See further explanations for both download options below.


PatSeq Data

Within the PatSeq data app you can use the provided  “Sequence download”  buttons to download data files for individual jurisdictions or the entire PatSeq database.

psd bulk download

Bulk Download in “PatSeq Data”

 

The data is provided in multiple files, grouped by

  • document type (grants, applications),
  • sequence type (nucleotides, peptides), and
  • document location (in claims, all locations – please note: “in claims” is a subset of the “all” dataset).  For example, “Grants: Nucleotides (all)” refers to nucleotide sequences disclosed in granted patent documents regardless of where they are referenced in the documents whereas “Grants: Nucleotides (in Claims)” refers to nucleotide sequencesreferenced in the claims of the granted patent documents

 Download API

In order to download sequence programmatically (e.g. in automated scheduled scripts) you need to authenticate your application. This is achieved through an unique API access token.

Create your personal access token

You can manage your API access tokens in the Sequence Bulk download tab of your work area.

Bulk Download API Tokens

Click on the “Generate a new access token” link below the table. You can generate multiple tokens, and to allow you to distinguish them you can label them individually using the description field.

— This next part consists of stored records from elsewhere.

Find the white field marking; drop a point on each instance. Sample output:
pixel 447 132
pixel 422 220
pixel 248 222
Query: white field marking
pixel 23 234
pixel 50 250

Note: When generating a new access token, ensure to copy it somewhere safe. For security reasons, it won’t be displayed again. API access tokens can be revoked by deleting the API access token.

Using the API

The API endpoint is https://www.lens.org/lens/bio/psd/api

The Bulk Download API provides two endpoints:

  • /files – to retrieve a list of available files
    Method GET
    URL https://www.lens.org/lens/bio/psd/api/files
    Request Parameter

    • access_token : (String) API access token
  • /download – to download specific files
    Method GET
    URL https://www.lens.org/lens/bio/psd/api/download
    Request Parameter

    • access_token : (String) API access token
    • file : (String) relative file path as returned by the /files API call.

The access token can either be submitted using the HTTP header Authorization field, or alternatively using the URI access_token request parameter. See rfc6750 – Bearer Token Usage for more details.

We also provide a technical documentation with direct access to the API.

Example

To download all the latest nucleotide sequences extracted from US grants and referenced in the claims, you should use the following link:

https://www.lens.org/lens/bio/psd/api/download?access_token={your_personal_token}&file=us/grant/na-claims.fa.gz

with

wget "https://www.lens.org/lens/bio/psd/api/download?access_token={your_personal_token}&file=us/grant/na-claims.fa.gz" -O us-grants-na-claims.fa.gz

or specify the access token in the HTTP Authorization header: "Authorization: Bearer {your_personal_token}"

Request URL: https://www.lens.org/lens/bio/psd/api/download?file=us/grant/na-claims.fa.gz"

Please note, whatever HTTP client you use will need to be able to follow 302 redirects.